Sue was staying at her parents home in Henley-on-Thames when she visited the Chinese Visa Application Centre in the City of London on December 16.
She was planning a holiday to the Great Wall of China and needed the appropriate travel documentation.
She said: ‘Inside the building it was full of people coughing and spluttering. I always notice this type of behaviour because I am the type of person who never gets sick. I lead a very healthy lifestyle but the coughing was very apparent.’
Sue was busy photocopying documents, touching cash machines, having face-to-face discussion with staff, using the photo booth and the centre and believes this was the crucial period when she caught the virus.
‘That was the 16th and basically it wasn’t until the 30th when I was suddenly completely and absolutely overwhelmed,’ she says.
Sue was staying at her parents home in Henley-on-Thames when she visited the Chinese Visa Application Centre (pictured, stock image) in the City of London on December 16
‘I had a high temperature, I was aching, I couldn’t breathe and I was hallucinating. I remember saying to my family ‘do not let anybody come into my room. Whatever I’ve got nobody wants it’.
‘My father is 88 and has heart failure and I was very conscious that I could not stay because whatever I had was serious. I don’t think he would be here now if I had stayed. I knew it was a virus and not just a cold or something like that.’
Sue managed to drive back to Ogwell near Newton Abbot on January 1 and spent the next month in complete isolation where she slept and did not leave the house.
Sue was planning a holiday to the Great Wall of China and needed the appropriate travel documentation
Meanwhile there had been a number of confirmed coronavirus cases in China with the first known death from the illness in the country on January 11.
However, in the UK, the virus was almost unknown outside of medical circles.
The first cases in the country were not confirmed until January 31 in York, though anecdotal evidence suggests it was here before that date.
Peter Attwood, 84, from Kent died in hospital on January 30 after he started showing symptoms, including a cough and a fever, on December 15. He is certified as the earliest Covid-related death in the UK.
Sue continued: ‘It wasn’t like anything I had experienced before. I didn’t know anything about coronavirus at the time, nobody did. I remember the first time I heard about it and it was like a light bulb moment.
‘I was extremely ill. I couldn’t even walk up the stairs. All I wanted to do was sleep. I was on my own and very ill for about a month.’
Antibody tests were offered to NHS staff in June this year and Sue, who was convinced she’d had the virus, decided to take one.
It came back positive for Covid antibodies which meant her immune system had built up a level of protection and she had indeed had the virus.
She wanted to donate plasma to help those convalescing with the virus but was told her veins were were too narrow for it to be safe.
However Sue is now worried about the long-term toll of the virus on her body after as a result of her ongoing health issues commonly connected to ‘Long Covid’.
‘I’m a keen gardener and my allotment is at the bottom of a hill. By the time I walk back I’m completely out of breath for five minutes.
She added: ‘For me my biggest anxiety is that nobody knows the long term effect it has on people’s health.

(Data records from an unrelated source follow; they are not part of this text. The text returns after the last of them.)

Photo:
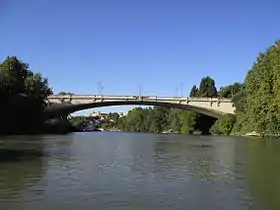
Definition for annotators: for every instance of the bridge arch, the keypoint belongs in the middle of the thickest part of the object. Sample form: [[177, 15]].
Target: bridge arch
[[63, 109]]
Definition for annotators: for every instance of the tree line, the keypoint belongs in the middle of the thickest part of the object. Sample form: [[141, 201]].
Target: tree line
[[23, 95], [256, 99]]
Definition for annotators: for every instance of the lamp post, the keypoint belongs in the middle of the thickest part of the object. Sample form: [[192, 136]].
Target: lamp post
[[182, 89]]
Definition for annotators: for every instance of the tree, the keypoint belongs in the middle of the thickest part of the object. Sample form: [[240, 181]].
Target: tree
[[23, 95], [207, 87], [230, 90], [261, 97], [194, 91]]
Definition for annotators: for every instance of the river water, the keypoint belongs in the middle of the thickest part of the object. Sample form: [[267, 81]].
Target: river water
[[115, 170]]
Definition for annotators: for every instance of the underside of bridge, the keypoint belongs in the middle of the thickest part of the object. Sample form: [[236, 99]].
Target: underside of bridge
[[203, 124], [58, 110]]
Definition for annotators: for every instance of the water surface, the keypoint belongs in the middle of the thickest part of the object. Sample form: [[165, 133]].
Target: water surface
[[114, 170]]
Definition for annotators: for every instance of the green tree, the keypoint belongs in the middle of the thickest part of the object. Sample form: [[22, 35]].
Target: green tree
[[194, 91], [23, 95], [262, 86], [230, 90], [207, 87]]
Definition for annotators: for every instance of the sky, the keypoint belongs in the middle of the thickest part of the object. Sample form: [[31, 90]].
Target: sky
[[160, 45]]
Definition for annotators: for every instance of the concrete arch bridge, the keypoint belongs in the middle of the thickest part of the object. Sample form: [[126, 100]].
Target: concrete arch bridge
[[63, 105]]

‘What I don’t understand is why they are not looking at a person’s lung capacity. I don’t know what long term damage has been done to my lungs and nobody seems to be considering it.’
She also thinks the incubation period of the disease is longer than commonly thought.
‘I hadn’t been unwell in the 14 days between my visit to the visa centre and the 30th and had carried on as normal over Christmas. But nobody else in the household got ill, not my father or grandmother.
‘It is my belief, because of my personal experience, that you start being contagious when the coughing begins.’
Current health advice is that people appear to be most infectious two days before they develop symptoms.